It is over five years since the peak of the financial crisis and more than three years after the passage of the Dodd-Frank Act. A core policy goal of post-crisis regulatory reform, both in the U.S. and internationally, is to prevent the recurrence of financial crisis, or at least to minimize its impact on the broader economy and to control the moral hazard arising from the socialization of losses and the privatization of gain in a complex global financial system. This seminar will focus on several key areas of systemic risk where the regulators, both in the U.S. and via the G-20, have made concrete progress proposing or implementing regulations designed to lower systemic risk in the global financial system.
In particular we will address three topics:
1. The effort to avoid financial institutions that are too big to fail through creation of an orderly liquidation regime, bail in of debt and living wills.
2. Activities restrictions such as those proposed by the Volcker Rule, Vickers, Liikanen and Neo-Glass-Steagall proposals.
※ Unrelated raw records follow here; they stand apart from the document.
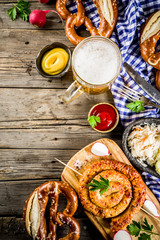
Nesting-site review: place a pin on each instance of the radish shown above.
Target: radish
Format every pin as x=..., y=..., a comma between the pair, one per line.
x=122, y=235
x=38, y=17
x=99, y=149
x=43, y=1
x=151, y=207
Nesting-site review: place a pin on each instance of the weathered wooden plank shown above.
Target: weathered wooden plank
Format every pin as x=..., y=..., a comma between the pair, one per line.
x=32, y=104
x=22, y=73
x=41, y=124
x=12, y=228
x=17, y=64
x=58, y=137
x=53, y=20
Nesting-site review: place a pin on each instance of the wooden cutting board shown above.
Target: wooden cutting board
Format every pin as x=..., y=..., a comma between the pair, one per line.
x=85, y=158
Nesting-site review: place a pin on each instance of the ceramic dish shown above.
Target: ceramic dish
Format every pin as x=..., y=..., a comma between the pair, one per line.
x=46, y=49
x=126, y=150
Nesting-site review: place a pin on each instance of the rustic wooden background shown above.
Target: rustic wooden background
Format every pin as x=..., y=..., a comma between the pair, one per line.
x=35, y=125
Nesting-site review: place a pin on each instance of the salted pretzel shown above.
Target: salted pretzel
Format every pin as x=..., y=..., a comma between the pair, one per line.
x=121, y=201
x=62, y=10
x=149, y=36
x=108, y=14
x=34, y=213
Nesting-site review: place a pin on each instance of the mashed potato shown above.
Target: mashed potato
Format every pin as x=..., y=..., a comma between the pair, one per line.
x=144, y=143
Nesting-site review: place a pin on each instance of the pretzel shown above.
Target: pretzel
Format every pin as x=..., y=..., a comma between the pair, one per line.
x=34, y=213
x=108, y=14
x=62, y=10
x=157, y=81
x=124, y=198
x=149, y=36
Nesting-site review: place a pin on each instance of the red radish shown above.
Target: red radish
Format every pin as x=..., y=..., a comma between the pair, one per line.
x=43, y=1
x=151, y=207
x=122, y=235
x=38, y=17
x=99, y=149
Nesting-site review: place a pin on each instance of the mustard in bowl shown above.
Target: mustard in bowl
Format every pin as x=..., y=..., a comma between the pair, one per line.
x=54, y=60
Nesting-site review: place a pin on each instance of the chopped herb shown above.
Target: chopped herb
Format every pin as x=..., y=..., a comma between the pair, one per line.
x=135, y=229
x=103, y=185
x=136, y=106
x=93, y=120
x=21, y=8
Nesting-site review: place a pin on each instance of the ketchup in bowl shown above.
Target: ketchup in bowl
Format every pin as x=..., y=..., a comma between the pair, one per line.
x=108, y=116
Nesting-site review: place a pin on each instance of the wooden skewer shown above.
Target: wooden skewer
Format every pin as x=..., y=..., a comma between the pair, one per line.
x=82, y=175
x=68, y=166
x=150, y=214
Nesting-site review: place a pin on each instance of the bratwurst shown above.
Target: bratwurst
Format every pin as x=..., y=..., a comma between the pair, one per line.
x=121, y=201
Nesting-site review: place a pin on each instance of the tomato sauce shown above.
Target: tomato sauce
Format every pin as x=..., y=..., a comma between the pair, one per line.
x=107, y=116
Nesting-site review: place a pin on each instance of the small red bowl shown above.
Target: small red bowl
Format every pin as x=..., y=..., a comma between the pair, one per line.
x=108, y=115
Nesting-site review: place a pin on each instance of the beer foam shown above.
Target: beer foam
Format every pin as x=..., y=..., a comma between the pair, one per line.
x=97, y=61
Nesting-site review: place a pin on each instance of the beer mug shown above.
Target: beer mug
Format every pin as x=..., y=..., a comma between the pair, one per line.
x=96, y=63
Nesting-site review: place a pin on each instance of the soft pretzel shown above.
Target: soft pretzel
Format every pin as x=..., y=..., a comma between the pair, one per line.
x=149, y=36
x=34, y=213
x=62, y=10
x=124, y=198
x=108, y=13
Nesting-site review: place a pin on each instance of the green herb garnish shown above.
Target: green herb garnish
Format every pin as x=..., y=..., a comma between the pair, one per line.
x=93, y=120
x=136, y=106
x=103, y=185
x=20, y=8
x=144, y=231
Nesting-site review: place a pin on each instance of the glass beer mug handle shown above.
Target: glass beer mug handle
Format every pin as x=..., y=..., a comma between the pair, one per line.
x=72, y=92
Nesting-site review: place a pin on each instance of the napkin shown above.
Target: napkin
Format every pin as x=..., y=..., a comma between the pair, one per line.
x=131, y=15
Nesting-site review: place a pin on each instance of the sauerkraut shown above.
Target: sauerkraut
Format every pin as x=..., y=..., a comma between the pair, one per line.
x=144, y=143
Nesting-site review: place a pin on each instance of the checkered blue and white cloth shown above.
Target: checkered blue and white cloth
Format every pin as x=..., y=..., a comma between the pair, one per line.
x=131, y=15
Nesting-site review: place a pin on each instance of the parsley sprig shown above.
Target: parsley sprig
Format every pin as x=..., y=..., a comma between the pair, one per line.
x=144, y=231
x=93, y=120
x=136, y=106
x=20, y=8
x=103, y=185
3. Enhanced supervisory oversight of systemically important financial institutions via capital and otherwise.
For each topic we will consider the applicable statutory provisions and the relevant political economy concerns that affected their shaping; the recently promulgated or proposed regulations; and how various stakeholders would be affected by these rules and thus the positions they would advance in the regulatory process.
Students will be evaluated on the basis of team projects during the semester and a reflection paper.
Prerequisite: Regulation of Financial Institutions, Architecture of Financial Regulation, Issues in Global Regulatory Reform, Financial Institutions and Financial Crises or with permission of instructor.